100-Year-Old Resident Gives Back to the Community
Harold Hager was born on May 17, 1917.
During his life, Harold served in the navy during World War II.
Afterward, he spent the next 37 years working at Corning Glass Works.
During the flood of ’72, Harold helped deliver food to those in need.
But for him there’s one memory that sticks out.
“My wedding to my lovely wife, Anna, in 1939, said one-hundred-year-old Harold Hager. “August the sixth. We were together for 71 years and one month almost to the hour.”
When Anna got sick, Harold was with her through it all.
“When my mother had to actually go to the home in 2007,” said Hager’s son, John Hager. “My father, everyday during visiting hours, during the week and through the weekends, seven days a week, he went at eleven o’clock in the morning and stayed with my mother until eight o’clock at night.”
He visited Anna everyday until she passed away in 2010.
After her passing, he couldn’t just sit around..
He joined RSVP, which helps retired senior citizens volunteer for local organizations.
The organization teamed him up with Steuben County’s Habitat for Humanity.
“Harold has been with us for a few years years now and he’s the volunteer who does the most number of hours here,” said Marketing and Outreach Coordinator for Steuben County’s Habitat for Humanity, Matthew Harmer. “He works the equivalent of about a twenty-hour work week.”

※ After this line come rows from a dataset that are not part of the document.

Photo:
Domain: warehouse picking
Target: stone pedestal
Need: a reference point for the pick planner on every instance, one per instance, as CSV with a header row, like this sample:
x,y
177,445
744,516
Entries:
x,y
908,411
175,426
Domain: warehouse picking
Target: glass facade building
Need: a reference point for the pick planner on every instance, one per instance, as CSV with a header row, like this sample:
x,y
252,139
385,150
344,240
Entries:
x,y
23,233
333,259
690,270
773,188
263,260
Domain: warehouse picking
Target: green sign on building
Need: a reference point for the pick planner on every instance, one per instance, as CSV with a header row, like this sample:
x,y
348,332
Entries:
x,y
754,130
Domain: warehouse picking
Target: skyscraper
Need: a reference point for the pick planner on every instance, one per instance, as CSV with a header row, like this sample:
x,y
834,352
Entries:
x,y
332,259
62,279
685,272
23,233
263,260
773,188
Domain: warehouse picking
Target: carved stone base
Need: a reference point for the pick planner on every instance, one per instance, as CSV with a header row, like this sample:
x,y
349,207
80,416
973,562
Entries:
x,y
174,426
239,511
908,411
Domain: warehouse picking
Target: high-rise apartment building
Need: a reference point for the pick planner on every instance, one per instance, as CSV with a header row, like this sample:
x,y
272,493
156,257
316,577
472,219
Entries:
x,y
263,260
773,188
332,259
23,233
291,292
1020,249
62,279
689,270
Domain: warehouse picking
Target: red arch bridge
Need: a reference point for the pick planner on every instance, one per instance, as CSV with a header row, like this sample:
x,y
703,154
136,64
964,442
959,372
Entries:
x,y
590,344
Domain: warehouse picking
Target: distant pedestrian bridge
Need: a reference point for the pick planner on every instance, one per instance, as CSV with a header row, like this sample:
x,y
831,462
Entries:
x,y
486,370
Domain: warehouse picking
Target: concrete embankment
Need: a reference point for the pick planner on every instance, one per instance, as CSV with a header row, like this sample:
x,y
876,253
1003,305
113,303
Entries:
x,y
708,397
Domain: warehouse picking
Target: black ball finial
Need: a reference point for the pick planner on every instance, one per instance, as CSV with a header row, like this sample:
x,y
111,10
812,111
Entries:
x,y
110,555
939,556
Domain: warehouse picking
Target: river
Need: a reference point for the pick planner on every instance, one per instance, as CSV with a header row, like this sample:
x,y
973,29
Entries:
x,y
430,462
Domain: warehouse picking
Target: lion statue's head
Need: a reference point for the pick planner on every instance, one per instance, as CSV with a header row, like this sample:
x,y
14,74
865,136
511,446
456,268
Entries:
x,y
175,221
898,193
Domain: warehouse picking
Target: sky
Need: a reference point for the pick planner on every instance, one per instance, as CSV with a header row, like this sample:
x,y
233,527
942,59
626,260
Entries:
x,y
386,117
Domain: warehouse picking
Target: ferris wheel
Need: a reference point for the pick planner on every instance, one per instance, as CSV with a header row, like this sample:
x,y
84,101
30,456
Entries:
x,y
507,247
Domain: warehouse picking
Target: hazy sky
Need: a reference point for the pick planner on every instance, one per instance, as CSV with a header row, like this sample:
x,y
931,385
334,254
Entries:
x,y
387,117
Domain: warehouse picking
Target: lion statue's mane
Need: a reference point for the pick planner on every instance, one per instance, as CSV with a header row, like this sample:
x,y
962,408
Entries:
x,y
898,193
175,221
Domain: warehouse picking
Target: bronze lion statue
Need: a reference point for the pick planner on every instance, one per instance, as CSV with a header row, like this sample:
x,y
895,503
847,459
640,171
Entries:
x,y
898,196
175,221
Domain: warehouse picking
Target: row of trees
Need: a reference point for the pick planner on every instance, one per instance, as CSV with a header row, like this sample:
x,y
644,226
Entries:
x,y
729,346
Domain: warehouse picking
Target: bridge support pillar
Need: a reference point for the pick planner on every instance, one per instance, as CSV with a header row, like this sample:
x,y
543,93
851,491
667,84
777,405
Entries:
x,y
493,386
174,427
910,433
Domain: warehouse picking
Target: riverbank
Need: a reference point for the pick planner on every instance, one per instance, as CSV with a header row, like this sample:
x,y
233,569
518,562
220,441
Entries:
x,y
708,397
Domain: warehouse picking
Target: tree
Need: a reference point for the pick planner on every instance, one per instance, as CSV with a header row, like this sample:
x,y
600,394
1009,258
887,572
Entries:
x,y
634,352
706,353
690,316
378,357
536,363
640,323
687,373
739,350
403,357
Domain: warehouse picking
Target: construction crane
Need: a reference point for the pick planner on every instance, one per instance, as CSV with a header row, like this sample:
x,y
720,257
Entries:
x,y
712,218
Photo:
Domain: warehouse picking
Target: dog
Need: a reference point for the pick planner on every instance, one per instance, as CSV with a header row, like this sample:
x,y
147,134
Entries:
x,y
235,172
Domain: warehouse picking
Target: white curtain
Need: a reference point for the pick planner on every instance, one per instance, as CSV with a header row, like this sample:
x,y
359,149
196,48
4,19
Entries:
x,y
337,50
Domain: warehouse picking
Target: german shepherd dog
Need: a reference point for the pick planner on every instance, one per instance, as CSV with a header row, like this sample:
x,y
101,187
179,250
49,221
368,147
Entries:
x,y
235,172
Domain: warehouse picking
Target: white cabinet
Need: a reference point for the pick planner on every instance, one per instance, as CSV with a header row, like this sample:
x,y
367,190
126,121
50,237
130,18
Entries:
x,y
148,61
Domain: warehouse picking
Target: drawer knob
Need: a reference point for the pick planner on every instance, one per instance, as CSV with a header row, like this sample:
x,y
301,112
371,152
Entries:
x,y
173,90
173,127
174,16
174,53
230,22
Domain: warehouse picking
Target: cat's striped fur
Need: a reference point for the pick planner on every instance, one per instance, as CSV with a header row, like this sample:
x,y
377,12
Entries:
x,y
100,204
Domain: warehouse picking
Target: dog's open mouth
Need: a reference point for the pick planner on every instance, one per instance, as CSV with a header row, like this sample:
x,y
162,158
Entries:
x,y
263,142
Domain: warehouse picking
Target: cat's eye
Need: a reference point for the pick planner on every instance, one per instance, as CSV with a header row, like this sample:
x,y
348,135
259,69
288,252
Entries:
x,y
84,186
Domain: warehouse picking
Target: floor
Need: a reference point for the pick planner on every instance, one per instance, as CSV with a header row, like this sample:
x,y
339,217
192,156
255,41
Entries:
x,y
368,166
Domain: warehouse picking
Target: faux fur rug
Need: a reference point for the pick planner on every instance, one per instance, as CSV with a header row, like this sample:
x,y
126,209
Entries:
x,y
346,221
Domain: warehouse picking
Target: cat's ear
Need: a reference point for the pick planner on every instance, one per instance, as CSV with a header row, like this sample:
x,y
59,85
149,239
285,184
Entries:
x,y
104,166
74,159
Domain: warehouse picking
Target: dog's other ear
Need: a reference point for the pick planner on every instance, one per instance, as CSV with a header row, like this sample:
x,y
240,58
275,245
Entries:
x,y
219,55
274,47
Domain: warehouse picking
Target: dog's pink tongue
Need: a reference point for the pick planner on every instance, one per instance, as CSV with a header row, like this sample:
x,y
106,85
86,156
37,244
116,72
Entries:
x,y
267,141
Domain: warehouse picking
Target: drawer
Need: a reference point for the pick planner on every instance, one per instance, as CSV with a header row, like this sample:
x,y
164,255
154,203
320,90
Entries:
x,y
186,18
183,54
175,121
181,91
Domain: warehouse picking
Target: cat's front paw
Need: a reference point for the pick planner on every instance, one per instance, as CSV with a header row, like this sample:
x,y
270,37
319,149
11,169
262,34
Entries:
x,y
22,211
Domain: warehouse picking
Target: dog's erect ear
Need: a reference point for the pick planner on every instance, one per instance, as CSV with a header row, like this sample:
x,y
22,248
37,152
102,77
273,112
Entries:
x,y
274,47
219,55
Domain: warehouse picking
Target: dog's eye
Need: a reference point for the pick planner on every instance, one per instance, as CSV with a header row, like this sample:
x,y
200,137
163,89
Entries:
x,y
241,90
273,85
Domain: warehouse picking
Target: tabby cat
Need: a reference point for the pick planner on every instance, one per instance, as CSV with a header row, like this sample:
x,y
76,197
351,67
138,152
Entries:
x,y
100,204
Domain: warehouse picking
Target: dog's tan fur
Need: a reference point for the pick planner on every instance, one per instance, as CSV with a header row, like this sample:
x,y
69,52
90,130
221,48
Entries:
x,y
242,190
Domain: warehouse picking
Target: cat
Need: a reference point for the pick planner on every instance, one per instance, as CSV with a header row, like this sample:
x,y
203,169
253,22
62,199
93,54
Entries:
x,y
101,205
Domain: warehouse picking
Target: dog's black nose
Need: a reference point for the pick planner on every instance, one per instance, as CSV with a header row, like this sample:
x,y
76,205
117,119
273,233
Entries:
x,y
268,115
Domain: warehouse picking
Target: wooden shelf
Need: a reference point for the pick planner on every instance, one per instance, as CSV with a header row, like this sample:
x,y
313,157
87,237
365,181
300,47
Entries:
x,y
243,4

There, he does everything from sorting screws to testing light fixtures.
For the second year in a row, Harold volunteered more hours than anyone in the organization.
At an RSVP event this week, Harold was honored for all of his hard work and dedication.
Even though Harold has lived a life full of accomplishments, his next goal is to reach the age of one-hundred and five.
Either way, Harold plans to spend the rest of his life just like he has spent the last one hundred years, bettering the lives of those around him.